GUWAHATI, ASSAM — Un incident horrifiant au cœur de Guwahati a révélé un effondrement systémique des services d'urgence après qu'une femme, souffrant de graves brûlures, a été laissée allongée sur une route très fréquentée pendant plus d'une heure, le mardi 7 avril 2026. Malgré les appels désespérés des témoins, aucune ambulance n'est arrivée, forçant la police locale à transporter finalement la victime à l'hôpital dans une fourgonnette de patrouille.
La tragédie s'est produite près du pont Ganeshguri pendant l'heure de pointe du matin. Bien que la cause exacte de l'incendie soit encore à l'étude — les autorités examinant à la fois une tentative d'auto-immolation potentielle et un conflit domestique — les conséquences immédiates ont été un spectacle déchirant d'impuissance publique.
Les témoins ont décrit une scène de pure agonie alors que la femme, estimée dans la trentaine avancée, était allongée sur le trottoir avec des brûlures au troisième degré visibles sur une grande partie de son corps. Malgré les appels immédiats des témoins au Service d'Urgence 108, aucune ambulance n'est arrivée pendant plus de 60 minutes malgré plusieurs appels de suivi. Voyant son état se détériorer et la colère du public monter, une équipe du poste de police de Dispur a agi ; réalisant qu'un retard supplémentaire serait fatal, ils l'ont enveloppée dans un drap stérilisé et l'ont emmenée à l'hôpital dans leur propre véhicule de police.
La victime a été transportée d'urgence au Gauhati Medical College and Hospital (GMCH). Des sources au service des brûlures indiquent qu'elle a subi des brûlures à 70 % et reste dans un état critique.
"Nous avons continué à appeler le numéro d'urgence, et ils disaient que le véhicule était 'en route'", a déclaré un commerçant local qui a été témoin de l'événement. "Dans une ville comme Guwahati, comment une ambulance peut-elle mettre une heure à atteindre un point de repère majeur comme Ganeshguri ? C'est une sentence de mort pour quiconque en crise."
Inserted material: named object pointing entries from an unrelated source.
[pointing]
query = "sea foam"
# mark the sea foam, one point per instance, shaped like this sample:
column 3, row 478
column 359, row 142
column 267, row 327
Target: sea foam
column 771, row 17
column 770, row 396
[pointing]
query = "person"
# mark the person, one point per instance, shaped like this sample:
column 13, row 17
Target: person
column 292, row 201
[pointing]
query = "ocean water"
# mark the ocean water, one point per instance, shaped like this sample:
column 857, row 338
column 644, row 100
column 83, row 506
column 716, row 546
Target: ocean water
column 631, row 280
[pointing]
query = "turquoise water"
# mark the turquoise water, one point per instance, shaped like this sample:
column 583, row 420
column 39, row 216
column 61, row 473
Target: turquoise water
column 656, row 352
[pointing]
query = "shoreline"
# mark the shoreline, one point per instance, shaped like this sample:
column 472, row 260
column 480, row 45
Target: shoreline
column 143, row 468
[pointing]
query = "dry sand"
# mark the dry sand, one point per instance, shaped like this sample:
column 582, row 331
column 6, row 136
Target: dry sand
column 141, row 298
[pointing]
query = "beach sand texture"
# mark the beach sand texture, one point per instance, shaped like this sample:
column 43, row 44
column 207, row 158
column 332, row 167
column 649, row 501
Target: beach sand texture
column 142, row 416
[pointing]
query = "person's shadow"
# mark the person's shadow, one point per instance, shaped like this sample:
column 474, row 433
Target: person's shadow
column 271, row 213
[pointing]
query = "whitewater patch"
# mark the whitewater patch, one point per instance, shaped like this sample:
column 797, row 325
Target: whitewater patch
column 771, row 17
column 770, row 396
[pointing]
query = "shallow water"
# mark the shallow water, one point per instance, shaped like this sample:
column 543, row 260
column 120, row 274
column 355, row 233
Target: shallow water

Le retard a suscité un cri de colère massif concernant l'"Heure d'Or" des soins traumatiques. Un porte-parole du service 108 a cité "une congestion routière sans précédent" et "des problèmes techniques de dispatch" comme raisons de cet échec. Cependant, le Département de la Santé de l'État a ordonné une enquête de haut niveau sur les raisons pour lesquelles aucun véhicule de secours des stations voisines n'a été détourné.
L'incident a mis en lumière la nature fragile de l'infrastructure d'urgence urbaine. Bien que la police soit saluée pour sa rapidité d'esprit en utilisant un véhicule non médical pour sauver une vie, les questions demeurent : Pourquoi le système a-t-il échoué à un citoyen dans son moment le plus vulnérable ?
À partir de mardi soir, la police a bouclé la zone où l'incident a commencé, et des équipes judiciaires collectent des preuves. Pour l'instant, une femme se bat pour sa vie dans un lit d'hôpital, victime non seulement du feu, mais d'un retard bureaucratique qui l'a laissée abandonnée dans l'angoisse.